Wer jetzt glaubt, dass diese Band am Ende ist, der täuscht sich. Nachdem man der Band bei ihrem Debüt noch vorwarf sie wären Trittbrettfahrer eines Trends, so darf man jetzt beobachten, dass Tape alles andere als Retortenrocker sind. „#2“ präsentiert sich im Vergleich mit seinem Vorgänger musikalisch und vor allem textlich gereift und hat sich von der zurückhaltenden lyrischen Oberflächlichkeit des Erstlings ohne ein Träne im Knopfloch verabschiedet. Statt dessen hat die Band sich daran gemacht, äußerst kurzweilige Hits vom Stapel zu lassen, wie etwa das geradezu nach Liveumsetzung schreiende „Mary“ mit seinen Mitsingparts und einem bissigen, ironischen Textinhalt.
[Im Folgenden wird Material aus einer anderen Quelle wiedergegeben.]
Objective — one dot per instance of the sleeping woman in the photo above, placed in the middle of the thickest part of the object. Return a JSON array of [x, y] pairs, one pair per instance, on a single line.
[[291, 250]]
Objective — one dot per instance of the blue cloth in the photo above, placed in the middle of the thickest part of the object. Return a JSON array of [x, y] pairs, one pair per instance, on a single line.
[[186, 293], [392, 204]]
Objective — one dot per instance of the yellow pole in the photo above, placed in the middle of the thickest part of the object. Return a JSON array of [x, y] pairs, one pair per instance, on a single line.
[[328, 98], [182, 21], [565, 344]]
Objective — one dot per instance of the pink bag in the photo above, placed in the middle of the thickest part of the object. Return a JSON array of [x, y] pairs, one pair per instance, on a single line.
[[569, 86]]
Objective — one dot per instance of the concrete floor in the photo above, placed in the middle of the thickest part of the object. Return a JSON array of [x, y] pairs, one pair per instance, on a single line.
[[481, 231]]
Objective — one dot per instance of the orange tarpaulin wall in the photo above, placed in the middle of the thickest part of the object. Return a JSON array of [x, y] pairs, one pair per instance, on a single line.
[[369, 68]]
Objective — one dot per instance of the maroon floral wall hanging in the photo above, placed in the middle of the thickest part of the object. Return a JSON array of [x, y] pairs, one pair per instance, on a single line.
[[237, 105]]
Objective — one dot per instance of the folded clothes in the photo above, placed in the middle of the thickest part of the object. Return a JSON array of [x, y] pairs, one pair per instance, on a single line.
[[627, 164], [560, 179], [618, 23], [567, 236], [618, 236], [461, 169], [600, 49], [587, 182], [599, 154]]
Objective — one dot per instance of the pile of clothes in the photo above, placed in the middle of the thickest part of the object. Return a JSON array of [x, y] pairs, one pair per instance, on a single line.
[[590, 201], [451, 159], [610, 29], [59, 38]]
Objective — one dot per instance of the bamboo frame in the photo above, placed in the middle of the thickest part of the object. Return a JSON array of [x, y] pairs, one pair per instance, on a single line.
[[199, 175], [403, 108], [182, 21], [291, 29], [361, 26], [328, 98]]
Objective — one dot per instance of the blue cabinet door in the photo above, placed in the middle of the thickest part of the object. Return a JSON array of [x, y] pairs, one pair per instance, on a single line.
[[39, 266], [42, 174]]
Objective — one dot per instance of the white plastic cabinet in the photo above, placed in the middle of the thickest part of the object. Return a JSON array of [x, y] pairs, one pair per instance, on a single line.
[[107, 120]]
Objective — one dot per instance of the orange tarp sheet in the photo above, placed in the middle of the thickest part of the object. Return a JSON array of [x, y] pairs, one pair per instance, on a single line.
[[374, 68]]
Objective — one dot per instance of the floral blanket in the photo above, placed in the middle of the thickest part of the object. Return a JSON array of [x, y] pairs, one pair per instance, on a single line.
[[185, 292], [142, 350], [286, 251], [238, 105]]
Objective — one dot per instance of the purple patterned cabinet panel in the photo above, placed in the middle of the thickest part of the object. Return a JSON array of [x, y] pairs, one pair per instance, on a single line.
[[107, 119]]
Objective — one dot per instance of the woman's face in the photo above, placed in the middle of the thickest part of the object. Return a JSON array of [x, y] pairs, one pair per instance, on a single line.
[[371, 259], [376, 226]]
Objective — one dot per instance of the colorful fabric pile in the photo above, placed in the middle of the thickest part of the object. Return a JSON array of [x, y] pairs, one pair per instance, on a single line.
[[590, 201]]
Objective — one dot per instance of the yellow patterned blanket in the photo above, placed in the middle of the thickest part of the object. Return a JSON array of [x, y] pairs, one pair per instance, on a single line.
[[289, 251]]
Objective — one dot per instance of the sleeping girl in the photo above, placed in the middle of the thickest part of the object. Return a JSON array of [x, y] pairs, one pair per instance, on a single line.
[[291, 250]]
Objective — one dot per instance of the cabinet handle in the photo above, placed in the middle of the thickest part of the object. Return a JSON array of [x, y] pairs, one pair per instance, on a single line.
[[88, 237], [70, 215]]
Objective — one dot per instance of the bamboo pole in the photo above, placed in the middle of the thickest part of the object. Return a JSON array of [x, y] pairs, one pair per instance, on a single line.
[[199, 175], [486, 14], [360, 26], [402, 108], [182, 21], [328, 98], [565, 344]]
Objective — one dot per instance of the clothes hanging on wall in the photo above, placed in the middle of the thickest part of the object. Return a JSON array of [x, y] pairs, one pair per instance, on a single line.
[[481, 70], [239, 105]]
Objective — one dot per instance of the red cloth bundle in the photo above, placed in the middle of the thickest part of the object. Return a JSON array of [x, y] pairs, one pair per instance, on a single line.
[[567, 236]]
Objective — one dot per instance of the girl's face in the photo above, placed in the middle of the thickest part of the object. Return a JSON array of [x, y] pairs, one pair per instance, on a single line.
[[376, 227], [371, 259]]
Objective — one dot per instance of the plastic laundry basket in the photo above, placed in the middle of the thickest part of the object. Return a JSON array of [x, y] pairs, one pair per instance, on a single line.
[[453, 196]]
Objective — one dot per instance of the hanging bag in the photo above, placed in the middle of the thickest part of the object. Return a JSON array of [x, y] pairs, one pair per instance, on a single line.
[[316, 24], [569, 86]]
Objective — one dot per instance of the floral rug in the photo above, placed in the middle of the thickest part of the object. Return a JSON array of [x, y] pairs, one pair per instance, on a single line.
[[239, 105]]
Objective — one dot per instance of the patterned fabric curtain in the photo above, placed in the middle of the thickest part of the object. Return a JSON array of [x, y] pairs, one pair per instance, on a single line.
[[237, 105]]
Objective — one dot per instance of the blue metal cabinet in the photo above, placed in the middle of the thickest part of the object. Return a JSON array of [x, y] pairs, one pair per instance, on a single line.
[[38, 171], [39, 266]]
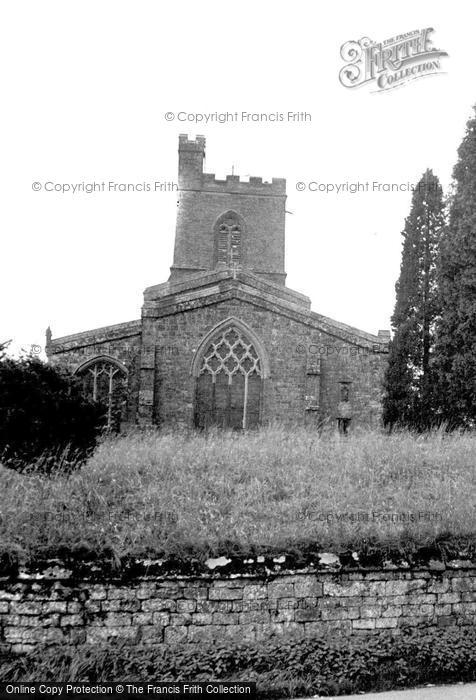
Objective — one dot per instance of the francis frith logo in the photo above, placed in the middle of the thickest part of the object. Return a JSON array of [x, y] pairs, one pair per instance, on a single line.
[[390, 63]]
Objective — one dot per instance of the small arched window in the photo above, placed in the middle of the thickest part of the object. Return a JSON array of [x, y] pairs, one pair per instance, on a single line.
[[228, 235], [104, 380]]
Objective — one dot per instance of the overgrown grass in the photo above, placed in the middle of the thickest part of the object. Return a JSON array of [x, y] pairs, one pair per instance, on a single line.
[[181, 494], [280, 667]]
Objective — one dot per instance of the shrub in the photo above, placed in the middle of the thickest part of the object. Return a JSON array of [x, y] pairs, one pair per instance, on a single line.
[[45, 421], [280, 667]]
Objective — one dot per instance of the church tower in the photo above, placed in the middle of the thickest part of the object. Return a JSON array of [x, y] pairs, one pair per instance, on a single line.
[[226, 223]]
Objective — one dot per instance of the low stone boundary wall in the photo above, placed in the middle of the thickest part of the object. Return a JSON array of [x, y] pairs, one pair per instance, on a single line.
[[178, 609]]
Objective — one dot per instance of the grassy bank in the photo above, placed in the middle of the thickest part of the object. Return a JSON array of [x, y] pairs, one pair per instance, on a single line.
[[178, 494], [280, 668]]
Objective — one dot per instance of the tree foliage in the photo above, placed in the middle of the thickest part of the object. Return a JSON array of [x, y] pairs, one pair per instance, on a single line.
[[408, 381], [44, 418], [455, 350]]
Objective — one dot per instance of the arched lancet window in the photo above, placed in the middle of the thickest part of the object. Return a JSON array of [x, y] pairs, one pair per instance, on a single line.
[[229, 375], [105, 380], [228, 239]]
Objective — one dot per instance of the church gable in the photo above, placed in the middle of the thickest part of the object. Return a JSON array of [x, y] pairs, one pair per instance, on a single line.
[[224, 342]]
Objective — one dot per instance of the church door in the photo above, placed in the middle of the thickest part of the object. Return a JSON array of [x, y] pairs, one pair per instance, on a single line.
[[228, 391]]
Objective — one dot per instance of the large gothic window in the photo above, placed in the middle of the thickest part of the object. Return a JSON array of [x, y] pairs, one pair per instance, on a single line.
[[229, 380], [229, 239], [104, 380]]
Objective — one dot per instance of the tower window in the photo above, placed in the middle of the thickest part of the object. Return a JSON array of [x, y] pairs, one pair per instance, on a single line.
[[229, 240]]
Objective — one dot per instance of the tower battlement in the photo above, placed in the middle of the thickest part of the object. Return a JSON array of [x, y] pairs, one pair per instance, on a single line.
[[226, 223], [191, 175]]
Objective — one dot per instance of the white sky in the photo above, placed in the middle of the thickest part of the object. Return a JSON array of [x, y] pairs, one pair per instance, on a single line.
[[85, 87]]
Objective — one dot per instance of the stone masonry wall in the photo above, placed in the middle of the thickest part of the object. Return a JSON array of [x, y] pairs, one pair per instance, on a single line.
[[180, 609], [290, 345]]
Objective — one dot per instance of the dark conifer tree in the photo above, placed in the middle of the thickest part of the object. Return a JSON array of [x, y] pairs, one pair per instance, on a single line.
[[455, 348], [408, 382]]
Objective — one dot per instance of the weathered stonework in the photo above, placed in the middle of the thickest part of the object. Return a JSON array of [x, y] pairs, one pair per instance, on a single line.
[[235, 277], [179, 609]]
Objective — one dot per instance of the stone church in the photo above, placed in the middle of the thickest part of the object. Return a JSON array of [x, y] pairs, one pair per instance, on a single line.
[[224, 341]]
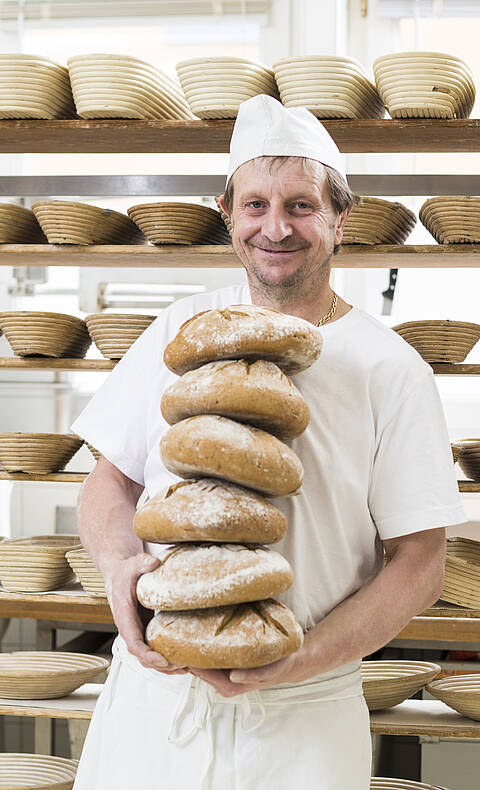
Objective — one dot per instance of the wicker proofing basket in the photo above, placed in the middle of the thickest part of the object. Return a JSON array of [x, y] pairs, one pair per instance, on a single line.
[[89, 577], [114, 333], [32, 771], [469, 458], [460, 692], [46, 674], [70, 222], [388, 683], [45, 334], [37, 453], [461, 585], [440, 341], [385, 783], [36, 564]]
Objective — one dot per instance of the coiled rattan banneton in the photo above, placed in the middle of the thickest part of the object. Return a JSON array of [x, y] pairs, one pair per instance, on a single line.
[[37, 453], [469, 458], [460, 692], [32, 771], [114, 333], [89, 577], [461, 584], [376, 221], [35, 333], [36, 564], [46, 674], [385, 783], [70, 222], [388, 683], [452, 219], [440, 341]]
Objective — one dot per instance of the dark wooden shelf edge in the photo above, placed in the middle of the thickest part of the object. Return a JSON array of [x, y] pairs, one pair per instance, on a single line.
[[123, 136]]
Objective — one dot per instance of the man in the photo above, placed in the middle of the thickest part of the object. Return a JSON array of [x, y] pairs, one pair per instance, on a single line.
[[378, 477]]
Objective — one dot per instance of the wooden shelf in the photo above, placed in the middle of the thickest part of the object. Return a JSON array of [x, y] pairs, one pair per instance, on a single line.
[[63, 607], [115, 136], [57, 477], [102, 365], [350, 256], [48, 363]]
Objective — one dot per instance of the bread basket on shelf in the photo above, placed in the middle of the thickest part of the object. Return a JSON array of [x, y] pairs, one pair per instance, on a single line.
[[461, 584], [36, 564], [36, 772], [46, 675], [440, 341], [40, 334], [460, 692], [388, 683]]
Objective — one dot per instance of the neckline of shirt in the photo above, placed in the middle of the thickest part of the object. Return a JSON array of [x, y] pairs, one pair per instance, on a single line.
[[339, 322]]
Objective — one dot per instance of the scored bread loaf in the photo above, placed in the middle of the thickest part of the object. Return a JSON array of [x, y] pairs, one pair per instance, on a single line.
[[226, 637], [251, 391], [244, 332], [218, 447], [209, 509], [200, 576]]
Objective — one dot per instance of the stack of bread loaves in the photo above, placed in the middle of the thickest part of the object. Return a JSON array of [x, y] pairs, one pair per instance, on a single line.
[[231, 411]]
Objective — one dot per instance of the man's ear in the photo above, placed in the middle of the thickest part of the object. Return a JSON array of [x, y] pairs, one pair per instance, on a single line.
[[221, 201], [340, 224]]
Von Zwischenspielen wie den hier und da mit RnB Elementen (und entsprechenden Vocals) angereicherten „Knock Out“ und „Playhouse“ sollte man sich definitiv nicht irritieren lassen, ebenso wenig vom federleichten Feierabendrocker „T-Minus“. Tape sind nämlich definitiv eine Rockband, aber eine, die auch vor Experimenten und genrefremden Einflüssen nicht zurückschreckt. Abgesehen davon hat „#2“ nicht wenig hochwertiges Liedgut wie „Falling“ zu bieten, das straight und druckvoll rockt und dessen Melodie nur schwer wieder abzuschütteln ist. Gleiches gilt übrigens für den lasziven Gesang der neuen Leadsängerin Peti van der Velden, der positiv überrascht und in ebensolcher Erinnerung bleibt.  Damit stehen die Chancen gut, dass Tape in eine positive Zukunft schauen dürfen. Die eine oder andere große Tour wäre dazu sicher nicht unpraktisch. Dann mal auf zu neuen Ufern.